Qu'elle doive le faire ou non dépend
de la signification de l'existence
évolutive ; cela dépend si cette existence est de par sa nature même quelque
chose d'imparfait et de voué à l'échec final — auquel cas le but ultime de
l'âme serait de s'échapper de cet univers
dépouvu de sens, soit par une voie
négative de transcendance, par quelque sorte de nirvâna, soit par une
voie positive de transcendance, peut-être en
brisant l'éclatant bouclier du Surmental, hiranmaya patra, en
ce qui est au-dessus de lui, à moins en vérité que l'on ne soit, comme le
Bouddha Amitâbha, retenu par la compassion, ou encore que la Volonté divine au-dedans
continue à aider ceux qui sont ici dans l'obscurité de l'Ignorance et à prendre part à leur lutte pour s'élever
vers la Lumière.
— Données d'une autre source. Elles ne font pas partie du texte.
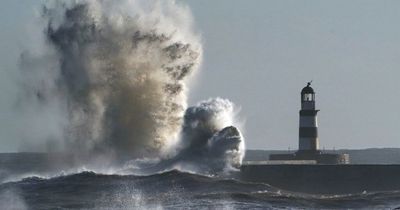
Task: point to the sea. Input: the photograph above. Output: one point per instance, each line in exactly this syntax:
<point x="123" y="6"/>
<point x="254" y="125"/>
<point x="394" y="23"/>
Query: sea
<point x="24" y="186"/>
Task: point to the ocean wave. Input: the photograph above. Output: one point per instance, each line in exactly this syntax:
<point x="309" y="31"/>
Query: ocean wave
<point x="170" y="189"/>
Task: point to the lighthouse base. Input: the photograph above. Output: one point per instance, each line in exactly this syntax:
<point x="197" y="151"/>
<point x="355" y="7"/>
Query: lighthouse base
<point x="317" y="156"/>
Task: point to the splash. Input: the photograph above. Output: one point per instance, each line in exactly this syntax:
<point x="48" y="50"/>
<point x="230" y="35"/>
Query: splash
<point x="119" y="71"/>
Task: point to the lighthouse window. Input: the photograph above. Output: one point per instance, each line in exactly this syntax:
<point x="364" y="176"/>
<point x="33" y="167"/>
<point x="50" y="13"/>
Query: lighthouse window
<point x="308" y="97"/>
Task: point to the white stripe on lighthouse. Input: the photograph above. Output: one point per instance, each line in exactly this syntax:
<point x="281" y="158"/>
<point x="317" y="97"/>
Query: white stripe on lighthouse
<point x="308" y="121"/>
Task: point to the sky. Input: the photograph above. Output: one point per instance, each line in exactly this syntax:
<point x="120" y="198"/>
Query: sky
<point x="260" y="54"/>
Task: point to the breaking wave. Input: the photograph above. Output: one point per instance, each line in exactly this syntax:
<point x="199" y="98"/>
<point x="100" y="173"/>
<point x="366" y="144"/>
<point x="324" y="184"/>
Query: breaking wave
<point x="116" y="74"/>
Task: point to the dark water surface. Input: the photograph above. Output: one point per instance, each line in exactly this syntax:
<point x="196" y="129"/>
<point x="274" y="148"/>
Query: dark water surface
<point x="20" y="188"/>
<point x="171" y="190"/>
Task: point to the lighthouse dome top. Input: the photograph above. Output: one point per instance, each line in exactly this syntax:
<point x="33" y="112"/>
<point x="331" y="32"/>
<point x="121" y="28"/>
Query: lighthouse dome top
<point x="307" y="89"/>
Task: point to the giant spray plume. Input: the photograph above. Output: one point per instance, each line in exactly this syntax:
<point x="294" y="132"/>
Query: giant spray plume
<point x="121" y="73"/>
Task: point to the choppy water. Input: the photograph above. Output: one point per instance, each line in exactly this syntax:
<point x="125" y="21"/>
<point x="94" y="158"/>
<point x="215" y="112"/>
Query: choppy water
<point x="171" y="190"/>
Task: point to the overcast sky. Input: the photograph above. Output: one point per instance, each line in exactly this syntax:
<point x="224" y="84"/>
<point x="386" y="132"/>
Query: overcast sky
<point x="259" y="54"/>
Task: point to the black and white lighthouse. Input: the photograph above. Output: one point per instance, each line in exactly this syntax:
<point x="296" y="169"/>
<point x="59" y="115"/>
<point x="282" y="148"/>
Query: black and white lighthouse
<point x="309" y="152"/>
<point x="308" y="125"/>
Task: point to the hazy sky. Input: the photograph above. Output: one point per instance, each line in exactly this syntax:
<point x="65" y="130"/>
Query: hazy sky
<point x="260" y="54"/>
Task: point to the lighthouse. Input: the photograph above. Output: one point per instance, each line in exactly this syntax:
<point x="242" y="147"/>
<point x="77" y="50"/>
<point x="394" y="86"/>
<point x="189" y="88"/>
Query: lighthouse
<point x="308" y="125"/>
<point x="309" y="152"/>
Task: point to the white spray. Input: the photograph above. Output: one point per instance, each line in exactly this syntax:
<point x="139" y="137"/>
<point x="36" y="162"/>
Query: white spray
<point x="120" y="75"/>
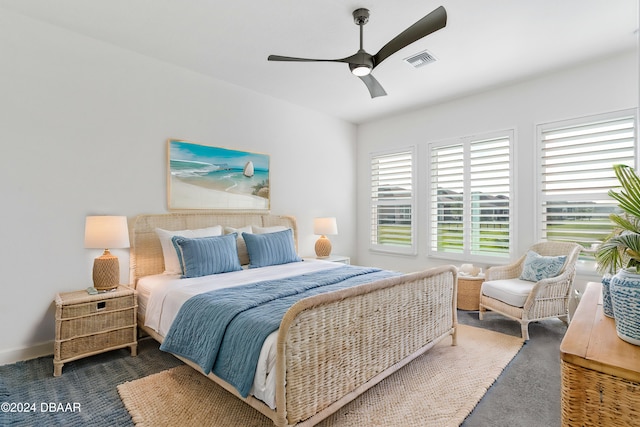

Si au contraire ce monde-ci est une Uilâ d'involution
et d'évolution spirituelles dans laquelle doivent apparaître les puissances
l'une après l'autre, jusqu'à la plus haute, comme sont déjà apparus la Matière , la Vie et le Mental, hors
d'une Inconscience indéterminée apparente, alors une autre culmination est
possible.
La poussée vers le nirvâna a derrière
elle deux forces motrices. L'une est le sens de l'imperfection, de l'affliction, de la mort, de la souffrance dans ce
monde — le mobile originel du
Bouddha. Mais pour échapper à ces douleurs, le nirvâna pourrait ne pas être
nécessaire, s'il existe des mondes
supérieurs dans lesquels on peut monter et où il n'y a pas de telles imperfections, l'affliction, la mort
et la souffrance. Cette autre possibilité d'évasion se heurte cependant
à l'idée que ces mondes supérieurs sont aussi transitoires et font partie de l'Ignorance, que l'on doit toujours
revenir ici-bas jusqu'à ce que l'on
triomphe de l'Ignorance, que Réalité et expérience cosmique sont
opposées et incompatibles comme Vérité et Erreur. Cela nous amène à la seconde
force motrice, l'appel à la transcendance.
Si le Transcendant n'est pas seulement supracosmique, mais un distant
Incommunicable, avyavahâryam, que l'on ne peut atteindre, sinon par une négation de tout ce qui est ici,
alors on ne peut éviter quelque sorte de nirvâna, et même un nirvâna
absolu. Si au contraire le Divin est transcendant mais non incommunicable,
l'appel sera toujours là et l'âme abandonnera le jeu cosmique bariolé pour la
béatitude de l'existence transcendante, mais un nirvâna absolu ne serait pas
indispensable ; une union béatifique avec
le Divin s'offre au chercheur comme la voie. C'est pourquoi la Conscience cosmique n'est pas suffisante et la tendance à s'en
écarter est si forte. Il ne peut en
être autrement que si le couvercle d'or
du Surmental est dépassé et ouvert, et si l'aboutissement cherché est
le contact dynamique avec le Supramental et
une descente ici-bas de sa Lumière et de son Pouvoir.